Complete Step-by-step answer
A simple harmonic motion is a motion in which the restoring force is directly proportional to the displacement from the mean position and whose equation can be represented in the general equation of simple harmonic motion which is
$\dfrac{{{d^2}x}}{{d{t^2}}} + {\omega ^2}x = 0$
Where $x$represents the displacement from mean position, $\omega $is the angular frequency of that simple harmonic motion, and $\dfrac{{{d^2}x}}{{d{t^2}}}$ represents the double derivative of displacement with respect to time.

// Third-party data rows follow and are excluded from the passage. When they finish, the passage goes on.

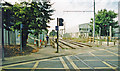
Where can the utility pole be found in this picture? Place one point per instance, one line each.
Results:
(94, 24)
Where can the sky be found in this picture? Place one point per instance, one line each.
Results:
(73, 19)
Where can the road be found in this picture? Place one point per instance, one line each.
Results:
(97, 60)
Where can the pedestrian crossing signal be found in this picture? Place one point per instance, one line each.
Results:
(61, 21)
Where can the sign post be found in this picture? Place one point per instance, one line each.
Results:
(57, 28)
(21, 26)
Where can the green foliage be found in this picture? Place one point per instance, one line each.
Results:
(53, 33)
(34, 16)
(102, 18)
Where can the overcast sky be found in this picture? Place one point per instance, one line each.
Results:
(73, 19)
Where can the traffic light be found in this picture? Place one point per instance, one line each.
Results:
(61, 21)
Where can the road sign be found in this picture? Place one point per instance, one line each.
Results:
(56, 28)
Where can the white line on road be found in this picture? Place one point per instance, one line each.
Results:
(72, 63)
(64, 64)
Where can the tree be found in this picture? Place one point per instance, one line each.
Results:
(33, 16)
(53, 33)
(104, 19)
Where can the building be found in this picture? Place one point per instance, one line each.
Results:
(84, 30)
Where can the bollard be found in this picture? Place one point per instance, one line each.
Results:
(34, 42)
(40, 43)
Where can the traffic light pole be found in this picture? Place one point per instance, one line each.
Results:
(57, 35)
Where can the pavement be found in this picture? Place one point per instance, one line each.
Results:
(80, 59)
(44, 53)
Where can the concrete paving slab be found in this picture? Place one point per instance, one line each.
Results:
(113, 63)
(87, 57)
(50, 64)
(30, 65)
(96, 64)
(81, 64)
(108, 57)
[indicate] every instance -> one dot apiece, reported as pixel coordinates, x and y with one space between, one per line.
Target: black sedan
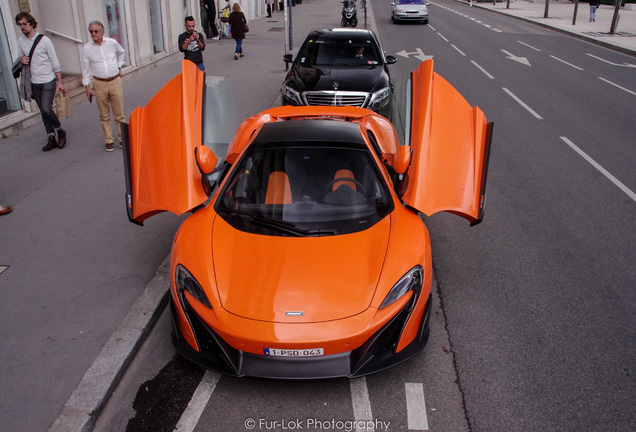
340 67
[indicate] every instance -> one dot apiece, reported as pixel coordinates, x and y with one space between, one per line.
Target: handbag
63 105
16 69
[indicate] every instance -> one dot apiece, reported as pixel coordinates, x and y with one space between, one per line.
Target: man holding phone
102 59
191 43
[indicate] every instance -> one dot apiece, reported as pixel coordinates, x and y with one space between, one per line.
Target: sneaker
51 144
61 138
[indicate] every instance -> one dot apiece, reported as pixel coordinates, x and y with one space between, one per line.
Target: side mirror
206 160
402 159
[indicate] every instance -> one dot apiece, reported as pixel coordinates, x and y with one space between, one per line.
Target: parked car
409 10
340 67
304 256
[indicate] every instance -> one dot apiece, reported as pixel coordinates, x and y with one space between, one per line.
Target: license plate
308 352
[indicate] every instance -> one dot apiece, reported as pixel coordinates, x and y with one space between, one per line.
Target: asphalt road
533 324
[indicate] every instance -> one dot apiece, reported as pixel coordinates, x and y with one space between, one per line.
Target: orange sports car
304 256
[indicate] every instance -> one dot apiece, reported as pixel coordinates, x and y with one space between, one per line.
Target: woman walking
238 28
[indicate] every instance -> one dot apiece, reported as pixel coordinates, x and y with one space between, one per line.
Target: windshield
304 189
339 51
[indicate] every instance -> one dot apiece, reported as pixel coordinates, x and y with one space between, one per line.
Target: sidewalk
561 16
82 272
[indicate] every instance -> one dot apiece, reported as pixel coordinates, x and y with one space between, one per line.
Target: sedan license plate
308 352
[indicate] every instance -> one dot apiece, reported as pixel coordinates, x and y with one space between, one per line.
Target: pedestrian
238 27
102 60
209 8
45 76
191 44
594 4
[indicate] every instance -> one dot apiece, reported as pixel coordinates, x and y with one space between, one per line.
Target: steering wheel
359 186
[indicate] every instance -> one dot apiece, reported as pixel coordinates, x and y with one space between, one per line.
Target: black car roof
311 130
340 33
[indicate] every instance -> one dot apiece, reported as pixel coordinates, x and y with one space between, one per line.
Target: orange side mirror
206 159
402 159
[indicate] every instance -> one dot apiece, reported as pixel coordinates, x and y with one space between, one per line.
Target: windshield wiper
288 227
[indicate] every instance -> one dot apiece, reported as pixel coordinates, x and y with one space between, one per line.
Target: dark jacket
236 20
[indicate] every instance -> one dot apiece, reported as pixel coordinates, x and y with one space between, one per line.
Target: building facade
147 29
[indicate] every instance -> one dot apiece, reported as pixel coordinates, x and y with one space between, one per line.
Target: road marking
418 54
602 170
569 64
529 46
521 60
416 406
361 403
482 69
458 50
197 404
612 63
530 110
616 85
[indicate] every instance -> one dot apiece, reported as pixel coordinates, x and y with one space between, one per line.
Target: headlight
186 282
379 99
411 281
292 95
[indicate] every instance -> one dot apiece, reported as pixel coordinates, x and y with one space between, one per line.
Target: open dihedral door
451 146
159 142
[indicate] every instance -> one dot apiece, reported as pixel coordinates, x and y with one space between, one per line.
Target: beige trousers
109 94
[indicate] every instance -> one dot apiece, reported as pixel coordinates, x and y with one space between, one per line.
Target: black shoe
61 138
51 144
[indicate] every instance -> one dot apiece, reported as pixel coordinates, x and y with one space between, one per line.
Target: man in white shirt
46 77
102 59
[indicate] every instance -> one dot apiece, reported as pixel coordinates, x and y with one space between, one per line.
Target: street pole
617 6
291 27
576 8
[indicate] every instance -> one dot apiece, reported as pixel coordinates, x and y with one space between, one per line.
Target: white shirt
44 63
101 61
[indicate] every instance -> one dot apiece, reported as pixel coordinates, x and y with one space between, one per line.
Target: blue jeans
43 94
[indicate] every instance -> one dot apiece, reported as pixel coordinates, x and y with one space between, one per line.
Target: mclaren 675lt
304 255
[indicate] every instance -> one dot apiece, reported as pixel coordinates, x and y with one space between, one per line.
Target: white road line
529 46
482 69
416 406
616 85
458 50
197 404
569 64
602 170
530 110
361 403
440 35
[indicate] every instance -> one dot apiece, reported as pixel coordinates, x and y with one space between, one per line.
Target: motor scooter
349 13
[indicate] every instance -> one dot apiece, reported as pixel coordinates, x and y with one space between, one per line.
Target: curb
601 43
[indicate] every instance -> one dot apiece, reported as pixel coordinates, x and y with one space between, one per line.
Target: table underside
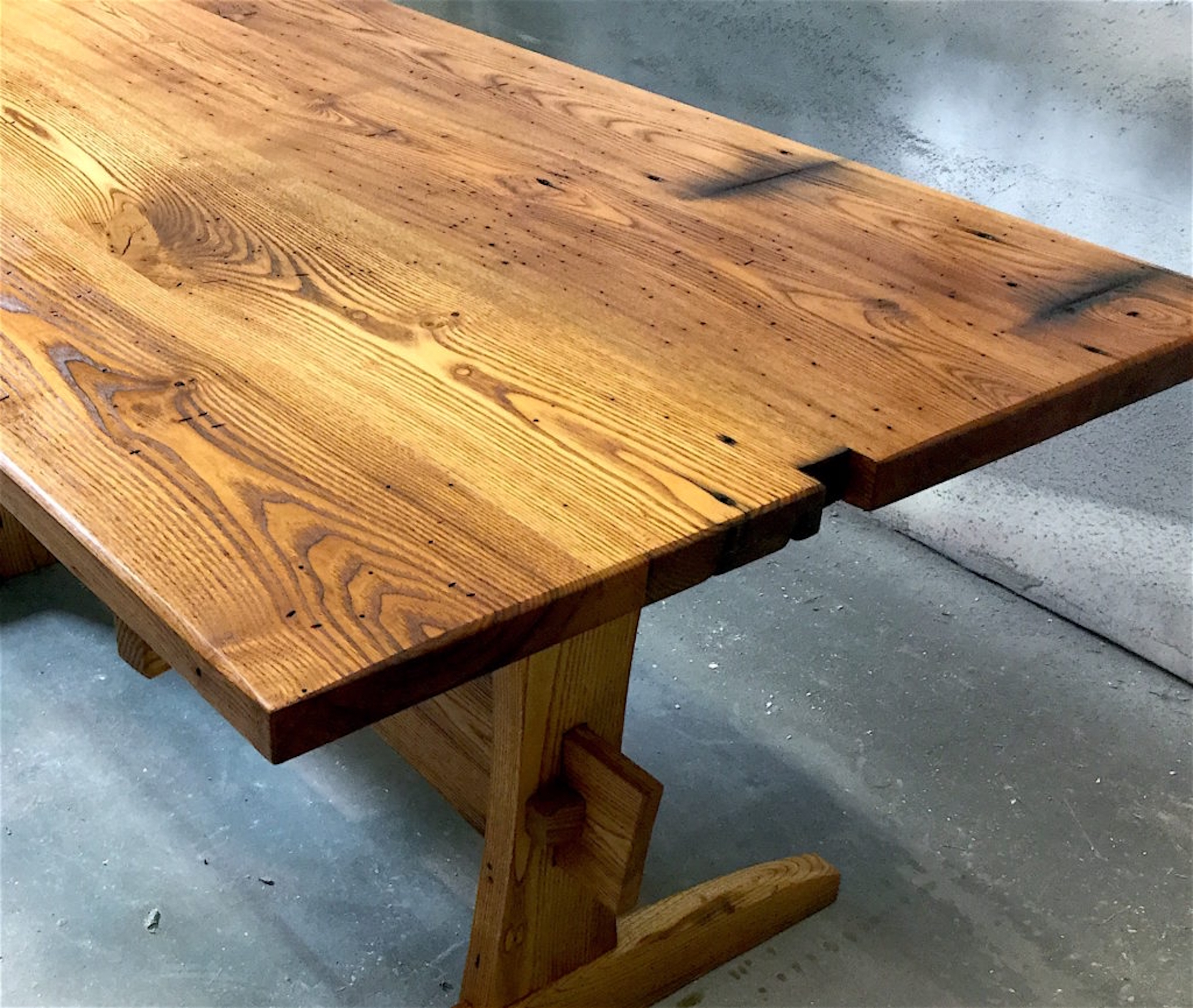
344 387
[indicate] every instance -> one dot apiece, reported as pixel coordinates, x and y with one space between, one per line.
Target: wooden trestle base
531 756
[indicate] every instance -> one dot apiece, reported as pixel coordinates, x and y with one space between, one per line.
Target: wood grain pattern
620 802
344 387
536 921
19 552
137 653
666 945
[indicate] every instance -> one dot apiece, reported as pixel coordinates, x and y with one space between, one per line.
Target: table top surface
349 353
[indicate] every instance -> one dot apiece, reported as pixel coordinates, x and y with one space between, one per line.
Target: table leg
19 552
567 820
547 930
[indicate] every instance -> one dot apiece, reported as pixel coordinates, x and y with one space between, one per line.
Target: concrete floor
1008 796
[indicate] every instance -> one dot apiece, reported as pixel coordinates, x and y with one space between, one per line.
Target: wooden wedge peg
599 819
555 815
137 653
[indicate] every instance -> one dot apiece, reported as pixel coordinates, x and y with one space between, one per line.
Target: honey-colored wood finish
671 943
137 653
536 921
352 386
620 801
19 552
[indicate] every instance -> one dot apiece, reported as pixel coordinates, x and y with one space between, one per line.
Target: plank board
349 355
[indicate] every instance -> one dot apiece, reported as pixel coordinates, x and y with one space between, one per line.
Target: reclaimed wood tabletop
349 355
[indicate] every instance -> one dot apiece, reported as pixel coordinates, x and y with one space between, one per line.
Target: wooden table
377 373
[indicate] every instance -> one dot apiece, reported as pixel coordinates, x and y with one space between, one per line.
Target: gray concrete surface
1075 115
1007 796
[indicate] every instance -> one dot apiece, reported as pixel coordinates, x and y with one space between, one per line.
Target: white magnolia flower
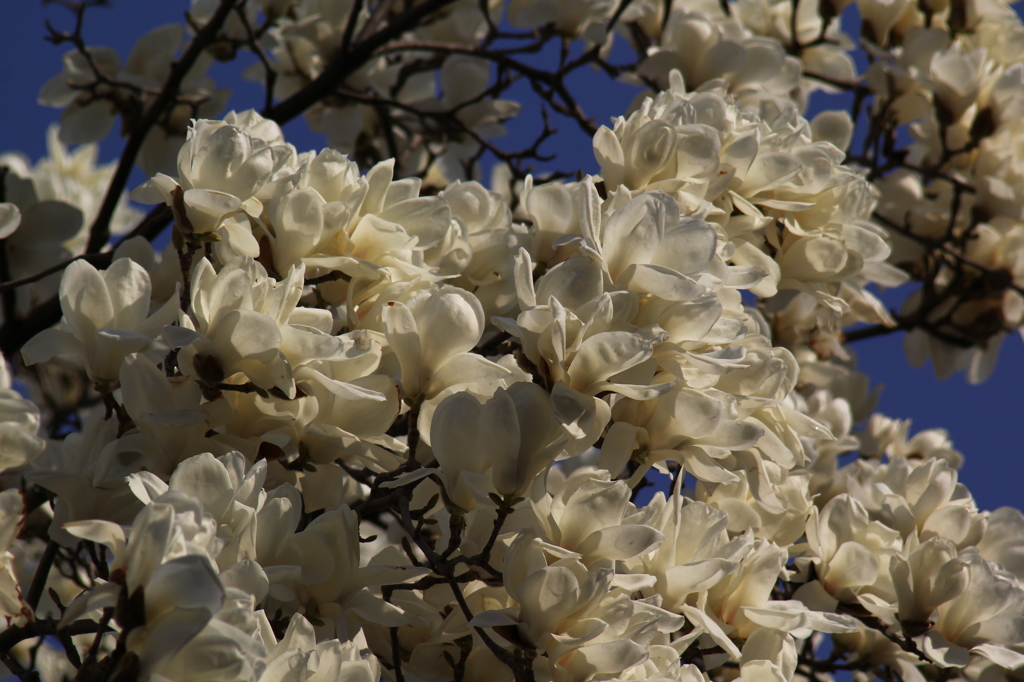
107 316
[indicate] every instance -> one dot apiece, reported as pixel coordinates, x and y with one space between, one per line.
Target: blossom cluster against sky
985 422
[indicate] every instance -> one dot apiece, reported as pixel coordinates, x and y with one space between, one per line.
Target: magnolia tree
369 417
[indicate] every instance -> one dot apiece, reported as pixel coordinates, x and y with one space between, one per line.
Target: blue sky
985 422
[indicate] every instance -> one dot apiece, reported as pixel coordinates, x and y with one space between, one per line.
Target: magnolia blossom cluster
954 79
346 429
368 419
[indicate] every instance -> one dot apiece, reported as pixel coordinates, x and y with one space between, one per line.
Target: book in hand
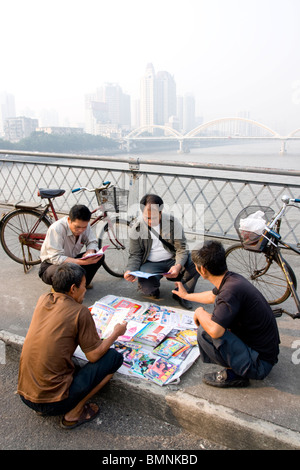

It’s given that equation of motion is,
$y\left( x \right) = 4(sin5\pi t + \sqrt 2 \cos 5\pi t)$
We know that,
For $f(x) = a\sin (x) + b\cos (x)$ the maximum value of $f(x)$ is $\sqrt {{a^2} + {b^2}} $
Hence
$ \Rightarrow y\left( x \right) = 4sin5\pi t + 4\sqrt 2 \cos 5\pi t$
On comparing both the equations $a = 4$ and $b = 4\sqrt 2 $
Hence the maximum value of $ \Rightarrow y\left( x \right) = 4sin5\pi t + 4\sqrt 2 \cos 5\pi t$is
$ \Rightarrow \sqrt {{4^2} + {{(4\sqrt 2 )}^2}} $
$ \Rightarrow \sqrt {{4^2} + 2{{(4)}^2}} $
$ \Rightarrow \sqrt {3{{(4)}^2}} $
$ \Rightarrow 4\sqrt 3 $
Therefore from the theory and the known formula we can say that the amplitude of the equation is $4\sqrt 3 cm$

Hence the correct answer to the above question is (C) $4\sqrt 3 cm$

Note
We used the known equation $f(x) = a\sin (x) + b\cos (x)$ the maximum value of $f(x)$ is $\sqrt {{a^2} + {b^2}} $ but it has proof and to understand it one must have basic knowledge of the application of derivatives.
In this first, we double differentiate $f(x)$ and find the point of local maximum and then we substitute it in $f(x)$ to find the local maxima which is the maximum value of our function.